I recently had surgery to drain the fluid around my heart. The urgent hospital admissions for my heart and my shortness of breath made me question my survival. It immediately made me think of my children who I will leave behind and who I will not be able to see grow up; to guide, nurture and support.
I hope this cookbook I made with my mother is something that will last, that my children can read and maybe even cook. A family keepsake to pass on old favorite recipes, to be remembered, even after having moved on to the next place.
For more information on the Katrina Cookbook, visit makanatmums.com
Steamed tofu with shrimp paste
Make 12 pieces
6 squares of tofu or common tofu (for example, Evergreen brand regular firm tofu)
120g fresh shrimp meat, drained and dried
Pinch of salt
Sprinkle with white pepper
1/8 teaspoon sugar
1 teaspoon egg white, lightly beaten with a fork
I am willow
Chopped shallots or chives
Crush the prawn meat with a mortar, then place in a bowl and season with salt, pepper, sugar and egg white. Mix the prawns well and season, stirring in one direction until the mixture is sticky. Reserve or place in the refrigerator.

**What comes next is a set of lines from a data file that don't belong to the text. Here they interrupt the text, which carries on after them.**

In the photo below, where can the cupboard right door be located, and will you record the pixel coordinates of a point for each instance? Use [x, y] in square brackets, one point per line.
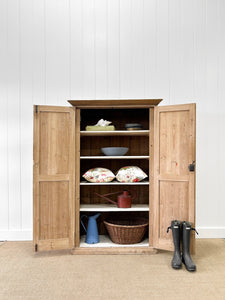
[174, 179]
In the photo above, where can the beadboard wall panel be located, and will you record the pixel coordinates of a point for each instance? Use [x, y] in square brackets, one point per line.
[54, 50]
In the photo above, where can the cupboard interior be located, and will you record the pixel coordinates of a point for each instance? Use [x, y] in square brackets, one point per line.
[111, 215]
[113, 165]
[118, 117]
[91, 146]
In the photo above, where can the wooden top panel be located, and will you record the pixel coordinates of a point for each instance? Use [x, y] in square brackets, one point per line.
[120, 103]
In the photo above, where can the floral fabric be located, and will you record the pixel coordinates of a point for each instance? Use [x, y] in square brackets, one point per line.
[130, 174]
[99, 175]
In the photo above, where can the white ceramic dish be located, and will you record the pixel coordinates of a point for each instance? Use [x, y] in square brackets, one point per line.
[114, 151]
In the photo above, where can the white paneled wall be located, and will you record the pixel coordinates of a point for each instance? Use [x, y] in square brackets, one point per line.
[54, 50]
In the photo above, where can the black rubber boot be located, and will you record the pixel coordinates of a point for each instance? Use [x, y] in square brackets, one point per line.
[186, 234]
[176, 262]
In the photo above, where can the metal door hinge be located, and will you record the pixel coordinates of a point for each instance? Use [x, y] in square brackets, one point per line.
[191, 167]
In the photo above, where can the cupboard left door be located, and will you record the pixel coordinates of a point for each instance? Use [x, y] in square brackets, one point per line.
[54, 178]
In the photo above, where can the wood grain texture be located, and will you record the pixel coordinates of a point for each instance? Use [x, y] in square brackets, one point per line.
[174, 150]
[54, 178]
[110, 103]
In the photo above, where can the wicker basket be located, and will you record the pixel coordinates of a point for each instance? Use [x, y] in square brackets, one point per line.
[126, 231]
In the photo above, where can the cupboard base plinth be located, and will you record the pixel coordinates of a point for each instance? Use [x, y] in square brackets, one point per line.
[113, 251]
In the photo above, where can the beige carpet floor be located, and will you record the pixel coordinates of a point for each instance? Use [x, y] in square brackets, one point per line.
[60, 275]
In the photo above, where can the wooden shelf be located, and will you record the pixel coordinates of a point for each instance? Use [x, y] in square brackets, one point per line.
[104, 241]
[115, 183]
[116, 157]
[113, 208]
[115, 133]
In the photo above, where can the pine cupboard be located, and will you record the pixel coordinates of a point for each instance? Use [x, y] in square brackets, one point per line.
[164, 149]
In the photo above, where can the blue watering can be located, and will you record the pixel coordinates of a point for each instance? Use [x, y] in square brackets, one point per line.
[92, 229]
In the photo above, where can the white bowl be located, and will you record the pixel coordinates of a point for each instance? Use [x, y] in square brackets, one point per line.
[114, 151]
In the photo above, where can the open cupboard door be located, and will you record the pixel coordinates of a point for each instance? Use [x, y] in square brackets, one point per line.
[174, 171]
[54, 178]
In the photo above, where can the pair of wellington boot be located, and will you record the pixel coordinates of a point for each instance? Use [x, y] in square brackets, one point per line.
[182, 231]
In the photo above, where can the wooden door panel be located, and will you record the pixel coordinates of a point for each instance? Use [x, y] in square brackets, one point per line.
[54, 143]
[54, 210]
[173, 143]
[174, 184]
[54, 177]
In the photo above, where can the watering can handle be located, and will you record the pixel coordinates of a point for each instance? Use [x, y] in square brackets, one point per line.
[83, 223]
[103, 196]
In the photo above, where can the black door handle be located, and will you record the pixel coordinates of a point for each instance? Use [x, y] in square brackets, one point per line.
[191, 167]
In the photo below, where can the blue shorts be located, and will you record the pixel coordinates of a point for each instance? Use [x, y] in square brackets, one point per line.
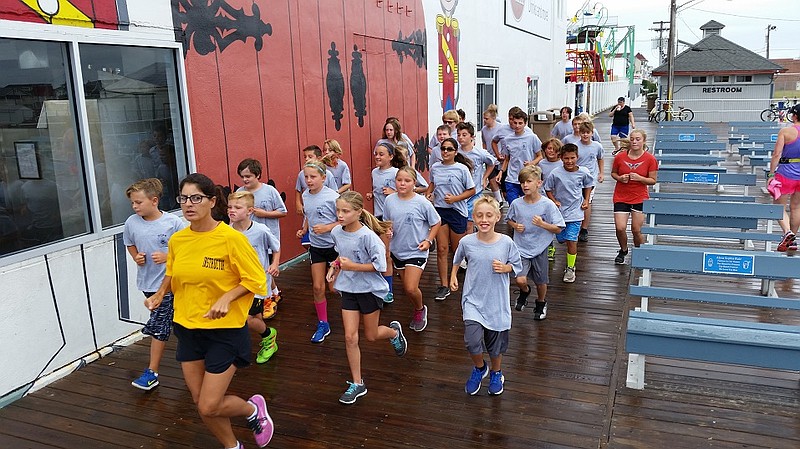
[570, 232]
[513, 191]
[451, 217]
[620, 131]
[159, 326]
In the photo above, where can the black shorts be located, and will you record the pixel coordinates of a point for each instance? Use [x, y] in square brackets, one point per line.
[418, 262]
[451, 217]
[218, 348]
[320, 255]
[626, 208]
[365, 303]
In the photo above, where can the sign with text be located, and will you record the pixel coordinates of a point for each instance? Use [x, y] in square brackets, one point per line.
[728, 264]
[700, 178]
[531, 16]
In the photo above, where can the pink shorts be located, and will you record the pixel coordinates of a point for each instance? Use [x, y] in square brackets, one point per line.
[788, 186]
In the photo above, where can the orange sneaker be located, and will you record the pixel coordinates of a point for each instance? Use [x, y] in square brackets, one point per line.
[270, 309]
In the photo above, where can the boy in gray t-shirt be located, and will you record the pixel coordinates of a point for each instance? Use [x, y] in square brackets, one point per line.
[569, 188]
[492, 258]
[146, 234]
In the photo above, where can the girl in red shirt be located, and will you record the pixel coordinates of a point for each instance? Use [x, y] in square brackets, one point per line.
[634, 169]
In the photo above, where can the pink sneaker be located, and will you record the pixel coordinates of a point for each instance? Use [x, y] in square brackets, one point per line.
[261, 424]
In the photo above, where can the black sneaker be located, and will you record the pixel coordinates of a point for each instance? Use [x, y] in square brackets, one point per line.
[540, 310]
[522, 300]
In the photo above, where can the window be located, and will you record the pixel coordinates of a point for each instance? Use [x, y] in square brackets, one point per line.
[135, 123]
[135, 129]
[42, 187]
[487, 91]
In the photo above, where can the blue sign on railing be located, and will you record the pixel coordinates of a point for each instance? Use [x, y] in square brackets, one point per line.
[728, 264]
[700, 178]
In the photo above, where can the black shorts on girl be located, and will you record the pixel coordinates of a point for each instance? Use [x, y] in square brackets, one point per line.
[365, 303]
[625, 207]
[218, 348]
[451, 217]
[419, 262]
[478, 339]
[319, 255]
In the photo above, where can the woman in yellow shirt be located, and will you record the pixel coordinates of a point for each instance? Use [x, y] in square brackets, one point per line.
[213, 272]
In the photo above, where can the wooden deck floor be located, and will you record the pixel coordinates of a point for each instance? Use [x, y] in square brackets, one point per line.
[565, 381]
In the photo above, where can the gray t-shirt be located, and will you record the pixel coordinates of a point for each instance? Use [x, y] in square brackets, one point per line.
[453, 179]
[149, 237]
[341, 174]
[562, 129]
[588, 155]
[320, 208]
[480, 159]
[534, 240]
[264, 242]
[485, 296]
[412, 221]
[330, 181]
[268, 198]
[381, 179]
[567, 188]
[362, 246]
[518, 150]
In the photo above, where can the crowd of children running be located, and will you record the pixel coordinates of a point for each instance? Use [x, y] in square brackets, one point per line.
[215, 279]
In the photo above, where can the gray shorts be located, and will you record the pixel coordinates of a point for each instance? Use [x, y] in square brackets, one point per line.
[537, 269]
[478, 339]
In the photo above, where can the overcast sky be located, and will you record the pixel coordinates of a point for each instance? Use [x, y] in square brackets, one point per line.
[745, 22]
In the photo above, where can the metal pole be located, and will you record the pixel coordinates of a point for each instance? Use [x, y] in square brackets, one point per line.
[671, 56]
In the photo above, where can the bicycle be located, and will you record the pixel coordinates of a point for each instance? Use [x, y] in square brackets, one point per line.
[683, 114]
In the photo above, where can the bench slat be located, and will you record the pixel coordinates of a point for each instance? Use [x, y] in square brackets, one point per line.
[714, 297]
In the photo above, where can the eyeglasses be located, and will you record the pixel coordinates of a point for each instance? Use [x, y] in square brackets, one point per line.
[194, 199]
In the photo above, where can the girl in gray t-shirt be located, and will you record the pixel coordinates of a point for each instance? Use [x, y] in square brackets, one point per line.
[356, 274]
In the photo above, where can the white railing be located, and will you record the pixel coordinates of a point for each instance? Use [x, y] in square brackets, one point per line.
[732, 109]
[595, 96]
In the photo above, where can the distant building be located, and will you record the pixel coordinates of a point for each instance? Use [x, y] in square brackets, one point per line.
[720, 80]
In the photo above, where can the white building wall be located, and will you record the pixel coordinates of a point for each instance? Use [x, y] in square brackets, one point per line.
[518, 55]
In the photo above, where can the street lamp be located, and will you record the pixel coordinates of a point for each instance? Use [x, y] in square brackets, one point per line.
[769, 28]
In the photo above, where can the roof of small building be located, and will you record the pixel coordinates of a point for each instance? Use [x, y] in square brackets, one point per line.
[715, 54]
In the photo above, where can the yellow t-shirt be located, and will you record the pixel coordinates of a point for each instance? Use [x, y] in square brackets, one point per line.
[205, 265]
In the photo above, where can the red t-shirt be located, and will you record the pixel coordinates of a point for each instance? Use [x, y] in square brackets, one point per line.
[632, 192]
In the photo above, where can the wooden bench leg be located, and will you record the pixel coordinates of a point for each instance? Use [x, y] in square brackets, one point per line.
[635, 378]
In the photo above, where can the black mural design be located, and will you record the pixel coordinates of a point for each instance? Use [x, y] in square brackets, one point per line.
[412, 47]
[212, 24]
[358, 86]
[421, 150]
[335, 84]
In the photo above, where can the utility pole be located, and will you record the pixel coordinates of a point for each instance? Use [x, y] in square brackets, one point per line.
[660, 30]
[673, 10]
[769, 28]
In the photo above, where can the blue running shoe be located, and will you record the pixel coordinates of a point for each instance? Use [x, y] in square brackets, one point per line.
[323, 330]
[474, 383]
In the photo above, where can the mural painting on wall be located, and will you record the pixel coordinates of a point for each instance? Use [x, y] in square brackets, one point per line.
[449, 33]
[105, 14]
[209, 25]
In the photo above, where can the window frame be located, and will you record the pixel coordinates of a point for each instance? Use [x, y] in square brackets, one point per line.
[72, 37]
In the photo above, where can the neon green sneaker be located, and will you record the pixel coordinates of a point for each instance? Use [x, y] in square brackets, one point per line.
[269, 346]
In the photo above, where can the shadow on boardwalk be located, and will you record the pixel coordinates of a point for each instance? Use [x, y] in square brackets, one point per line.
[564, 381]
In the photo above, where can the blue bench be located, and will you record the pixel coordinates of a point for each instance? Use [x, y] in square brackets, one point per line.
[708, 339]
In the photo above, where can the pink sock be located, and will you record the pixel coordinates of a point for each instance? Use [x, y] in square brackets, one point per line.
[322, 310]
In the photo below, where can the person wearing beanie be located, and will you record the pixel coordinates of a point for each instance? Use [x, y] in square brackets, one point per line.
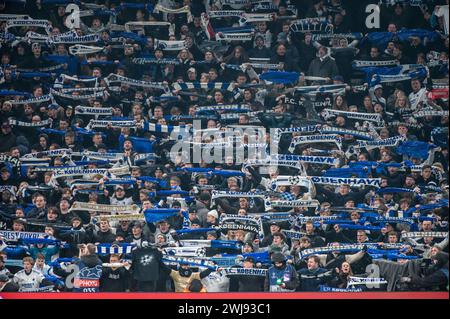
[435, 278]
[212, 219]
[7, 284]
[312, 277]
[281, 276]
[183, 277]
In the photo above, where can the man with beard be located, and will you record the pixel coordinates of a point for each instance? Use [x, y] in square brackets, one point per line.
[146, 265]
[281, 277]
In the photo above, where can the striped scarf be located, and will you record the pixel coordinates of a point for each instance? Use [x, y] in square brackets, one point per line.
[51, 153]
[353, 182]
[323, 138]
[111, 123]
[80, 49]
[133, 82]
[363, 64]
[74, 39]
[185, 9]
[203, 85]
[425, 234]
[86, 110]
[28, 23]
[104, 208]
[35, 100]
[27, 124]
[256, 272]
[373, 117]
[170, 45]
[143, 61]
[114, 249]
[388, 142]
[76, 97]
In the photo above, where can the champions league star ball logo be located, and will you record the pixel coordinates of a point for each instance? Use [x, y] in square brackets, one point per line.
[146, 260]
[294, 180]
[91, 272]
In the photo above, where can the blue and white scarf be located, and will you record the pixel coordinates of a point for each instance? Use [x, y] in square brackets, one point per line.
[293, 234]
[388, 142]
[104, 208]
[36, 100]
[16, 235]
[203, 85]
[28, 124]
[170, 45]
[86, 110]
[309, 139]
[353, 182]
[143, 61]
[257, 272]
[111, 123]
[193, 262]
[110, 249]
[133, 82]
[372, 117]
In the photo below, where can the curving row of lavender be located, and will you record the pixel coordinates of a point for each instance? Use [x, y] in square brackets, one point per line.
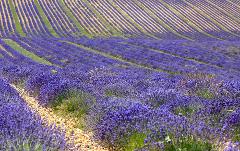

Cut the tofu (white tofu) squares into halves. Carefully remove some tofu from one side to make a 0.5cm deep indentation (about 1 teaspoon in size), then scoop some shrimp paste into the indentation of the tofu.
Place the filled tofu pieces on a heat-resistant plate, leaving space between each.
Steam the tofu on a wire rack in a wok over simmering water for six minutes, or until the shrimp is opaque. Keep away from heat.
Pour the soy sauce and sesame oil on top. Garnish with chopped shallots or chives.
Malay satay chicken
Make 12-15 skewers
Note: start the recipe the night before.
500g chicken thigh fillets
1 stalk of lemongrass, only white part
1 garlic clove, peeled
¼ red onion, minced
1 teaspoon turmeric powder
1 teaspoon coriander powder
1 teaspoon chili powder (optional)
1½ tablespoon oil
1 teaspoon salt
1 spoon of sugar
½ red onion, cut into small pieces
1 cucumber, cut into small pieces
Cut the chicken into 2.5 cm x 4 cm pieces and reserve. Hit or mix in the lemongrass, garlic, and onion, then add the turmeric, coriander, and chili powder, oil, salt, and sugar.
Combine the chicken and spice mixture. Mix well and refrigerate overnight.
The next day, soak the bamboo skewers in water and then thread three to four pieces of chicken onto one end of the skewers.
Grill the chicken for two to three minutes on each side, basting it with a little oil as it cooks.
Serve the satay hot with sliced red onion and cucumber on the side.